Thursday, May 6, 2010

Microfinance ... the great news of Fonkoze in Haiti

Dear Colleagues

Early this week I attended a meeting where Leigh Carter, the Executive Director of Fonkoze USA and Linda Boucard, Director of Communications for Fonkoze in Haiti talked about the work of Fonkoze in Haiti ... both over the years before the earthquake, and, of course, in the three months since the earthquake.

One of the nice things about Fonkoze is that it is not confused about what it is doing. Simply put, it is doing what it can to help improve the quality of life of poor people all over Haiti.

In my view, Fonkoze in Haiti is an organization that does an awful lot right ... but Fonkoze is will not appear as a high performance microfinance institution (MFI) as long as the metrics of performance are those that simply relate to money profit accounting. Fonkoze does so much more. Fonkoze does things of value for its clients way before doing these things has any hope of being "profitable" for the organization.

The idea of Fonkoze being an MFI is really not sufficient ... Fonkoze might be much better characterized as a Comprehensive People Progress Institution (CPPI), because it is doing a whole lot of things that are needed to help people help themselves to climb out of poverty.

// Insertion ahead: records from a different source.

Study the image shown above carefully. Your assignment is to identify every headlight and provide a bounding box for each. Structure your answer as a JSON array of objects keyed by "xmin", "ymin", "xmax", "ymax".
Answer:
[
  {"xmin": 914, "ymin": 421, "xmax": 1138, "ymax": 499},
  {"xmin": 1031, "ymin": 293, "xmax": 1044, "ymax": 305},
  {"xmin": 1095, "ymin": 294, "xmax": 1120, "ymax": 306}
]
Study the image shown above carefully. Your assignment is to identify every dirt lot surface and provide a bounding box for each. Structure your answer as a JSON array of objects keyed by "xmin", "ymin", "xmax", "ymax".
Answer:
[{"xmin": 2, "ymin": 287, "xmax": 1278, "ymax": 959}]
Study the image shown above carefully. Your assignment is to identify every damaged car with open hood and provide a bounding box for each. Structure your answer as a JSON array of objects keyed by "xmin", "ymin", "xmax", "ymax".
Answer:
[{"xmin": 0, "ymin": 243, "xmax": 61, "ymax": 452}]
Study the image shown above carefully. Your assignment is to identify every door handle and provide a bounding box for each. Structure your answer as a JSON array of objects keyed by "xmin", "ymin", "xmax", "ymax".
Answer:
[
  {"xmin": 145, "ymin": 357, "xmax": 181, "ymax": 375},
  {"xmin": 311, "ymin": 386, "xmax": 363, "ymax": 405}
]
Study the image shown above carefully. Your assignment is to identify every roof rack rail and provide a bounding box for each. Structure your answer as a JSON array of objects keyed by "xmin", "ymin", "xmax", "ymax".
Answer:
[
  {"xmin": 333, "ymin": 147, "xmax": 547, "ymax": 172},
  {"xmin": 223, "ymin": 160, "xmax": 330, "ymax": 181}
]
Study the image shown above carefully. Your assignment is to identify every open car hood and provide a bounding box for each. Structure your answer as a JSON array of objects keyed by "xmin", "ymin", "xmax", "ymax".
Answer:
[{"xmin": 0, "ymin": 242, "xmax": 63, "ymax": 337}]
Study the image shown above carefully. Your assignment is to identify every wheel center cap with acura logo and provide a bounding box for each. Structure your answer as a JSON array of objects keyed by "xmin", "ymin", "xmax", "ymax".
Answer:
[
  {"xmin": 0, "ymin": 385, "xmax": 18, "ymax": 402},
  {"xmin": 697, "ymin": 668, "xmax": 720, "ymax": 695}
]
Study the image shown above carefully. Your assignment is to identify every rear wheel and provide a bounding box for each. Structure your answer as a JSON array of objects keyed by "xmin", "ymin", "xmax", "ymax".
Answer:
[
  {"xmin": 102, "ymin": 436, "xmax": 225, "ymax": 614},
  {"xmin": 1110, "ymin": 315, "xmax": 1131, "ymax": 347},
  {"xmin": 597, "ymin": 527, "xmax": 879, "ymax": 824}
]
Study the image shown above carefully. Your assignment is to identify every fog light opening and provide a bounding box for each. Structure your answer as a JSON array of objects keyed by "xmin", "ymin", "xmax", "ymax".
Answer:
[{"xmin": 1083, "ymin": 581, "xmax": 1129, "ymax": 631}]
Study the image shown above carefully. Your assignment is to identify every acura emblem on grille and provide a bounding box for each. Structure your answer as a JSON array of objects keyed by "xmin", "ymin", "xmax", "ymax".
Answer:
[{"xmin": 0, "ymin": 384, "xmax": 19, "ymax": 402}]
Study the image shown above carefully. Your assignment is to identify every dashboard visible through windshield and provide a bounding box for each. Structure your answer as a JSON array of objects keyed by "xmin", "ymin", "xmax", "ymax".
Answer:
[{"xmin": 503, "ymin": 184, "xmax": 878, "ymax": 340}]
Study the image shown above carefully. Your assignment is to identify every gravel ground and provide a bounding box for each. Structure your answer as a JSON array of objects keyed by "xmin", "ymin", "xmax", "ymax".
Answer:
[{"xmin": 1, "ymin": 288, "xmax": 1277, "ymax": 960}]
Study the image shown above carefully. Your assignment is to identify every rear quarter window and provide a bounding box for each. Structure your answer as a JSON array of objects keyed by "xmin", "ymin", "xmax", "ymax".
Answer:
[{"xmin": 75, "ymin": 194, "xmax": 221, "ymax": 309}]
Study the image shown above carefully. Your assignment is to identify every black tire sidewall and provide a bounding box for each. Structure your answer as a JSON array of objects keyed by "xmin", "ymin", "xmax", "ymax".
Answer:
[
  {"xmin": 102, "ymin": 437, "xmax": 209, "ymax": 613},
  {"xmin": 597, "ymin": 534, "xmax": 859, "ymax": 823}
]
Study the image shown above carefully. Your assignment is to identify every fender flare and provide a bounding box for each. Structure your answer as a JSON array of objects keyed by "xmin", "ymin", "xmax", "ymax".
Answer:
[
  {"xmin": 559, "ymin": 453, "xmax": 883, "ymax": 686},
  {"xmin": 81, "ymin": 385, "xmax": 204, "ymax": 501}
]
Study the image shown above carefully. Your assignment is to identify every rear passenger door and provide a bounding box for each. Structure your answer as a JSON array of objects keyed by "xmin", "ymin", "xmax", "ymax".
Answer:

If the allocation of capital ... money resources ... through capital markets was based on value adding as much as it is on money profit, then Fonkoze would attract resources from capital markets because it is doing work that has a huge social value. Because the metrics are just about profit, an organization like Fonkoze has to get its resources from other sources ... and it does fund raising well ... and uses its resources very well.

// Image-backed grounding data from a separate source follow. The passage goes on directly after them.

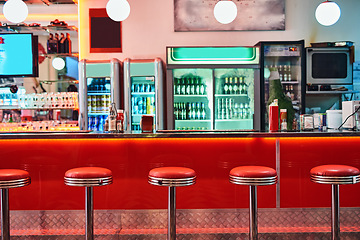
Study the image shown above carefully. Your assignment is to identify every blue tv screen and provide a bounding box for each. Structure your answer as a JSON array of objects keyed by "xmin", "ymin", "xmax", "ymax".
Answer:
[{"xmin": 0, "ymin": 33, "xmax": 38, "ymax": 77}]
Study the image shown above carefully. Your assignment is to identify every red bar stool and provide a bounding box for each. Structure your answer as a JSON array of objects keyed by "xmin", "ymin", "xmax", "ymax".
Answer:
[
  {"xmin": 0, "ymin": 169, "xmax": 31, "ymax": 240},
  {"xmin": 311, "ymin": 165, "xmax": 360, "ymax": 240},
  {"xmin": 229, "ymin": 166, "xmax": 277, "ymax": 240},
  {"xmin": 148, "ymin": 167, "xmax": 196, "ymax": 240},
  {"xmin": 64, "ymin": 167, "xmax": 112, "ymax": 240}
]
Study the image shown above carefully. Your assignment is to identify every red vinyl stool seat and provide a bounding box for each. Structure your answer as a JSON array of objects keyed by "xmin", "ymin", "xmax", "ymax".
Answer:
[
  {"xmin": 230, "ymin": 166, "xmax": 277, "ymax": 240},
  {"xmin": 64, "ymin": 167, "xmax": 112, "ymax": 240},
  {"xmin": 0, "ymin": 169, "xmax": 31, "ymax": 240},
  {"xmin": 311, "ymin": 165, "xmax": 360, "ymax": 240},
  {"xmin": 148, "ymin": 167, "xmax": 196, "ymax": 240}
]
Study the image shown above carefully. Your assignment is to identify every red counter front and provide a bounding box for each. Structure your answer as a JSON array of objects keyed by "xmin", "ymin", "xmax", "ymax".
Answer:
[{"xmin": 1, "ymin": 133, "xmax": 360, "ymax": 211}]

I very much like what Fonkoze does ... but I get a little mad as I reflect on the amount of work that needs to be done in Haiti to help people at the "Bottom of the Pyramid" ... the enormous value of this work ... and yet the very limited resources that flow into this work. The work that Fonkoze does may not be profitable, but it is very valuable ... and it sets the stage for people that need help to help themselves. The cost of building value ... human capital ... the Fonkoze way is not inconsequential, but it is very value positive over time, in stark contrast to welfare assistance that has costs that cumulate continuously over time, with no exit that will end the process.

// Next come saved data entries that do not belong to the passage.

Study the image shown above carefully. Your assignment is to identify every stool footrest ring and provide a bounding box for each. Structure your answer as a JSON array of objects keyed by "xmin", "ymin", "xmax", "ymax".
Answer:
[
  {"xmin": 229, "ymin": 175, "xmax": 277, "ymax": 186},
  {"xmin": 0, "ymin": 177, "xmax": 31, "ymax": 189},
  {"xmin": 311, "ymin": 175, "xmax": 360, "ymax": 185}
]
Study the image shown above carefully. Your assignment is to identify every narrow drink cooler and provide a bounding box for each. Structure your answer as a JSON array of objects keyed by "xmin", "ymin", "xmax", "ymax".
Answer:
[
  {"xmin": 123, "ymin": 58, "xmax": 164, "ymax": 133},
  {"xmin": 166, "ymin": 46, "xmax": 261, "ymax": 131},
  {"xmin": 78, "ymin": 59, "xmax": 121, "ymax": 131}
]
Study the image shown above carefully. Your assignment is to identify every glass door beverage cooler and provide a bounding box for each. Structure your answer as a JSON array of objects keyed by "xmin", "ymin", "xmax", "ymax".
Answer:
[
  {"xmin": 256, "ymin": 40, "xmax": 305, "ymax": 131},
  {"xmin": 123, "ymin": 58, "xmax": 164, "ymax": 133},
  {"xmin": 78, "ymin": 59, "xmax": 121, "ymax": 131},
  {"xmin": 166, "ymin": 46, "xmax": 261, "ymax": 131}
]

Fonkoze's work is neither quick nor cheap ... though cheap is a relative term. The work Fonkoze does cannot be accelerated merely by throwing money at the problem ... there is a people dimension of the work that takes time. The idea of "helping" has a lot of value ... but it takes person to person contact, and that takes time and is expensive. My impression of Fonkoze creating "leverage" in value is very strong and favorable ... and confirmed in a way by the fact that almost the whole of the staff are Haitian locals rather than a big expatriate team.

This meeting once again highlighted for me the incredible importance of getting a system of metrics that reflects what is valuable in society as well as merely what is profitable. Unless the capital markets start to have a value dimension as well as a profit dimension to their metrics, we are going to lurch from crisis to crisis ... and maybe not be able to recover from the mess.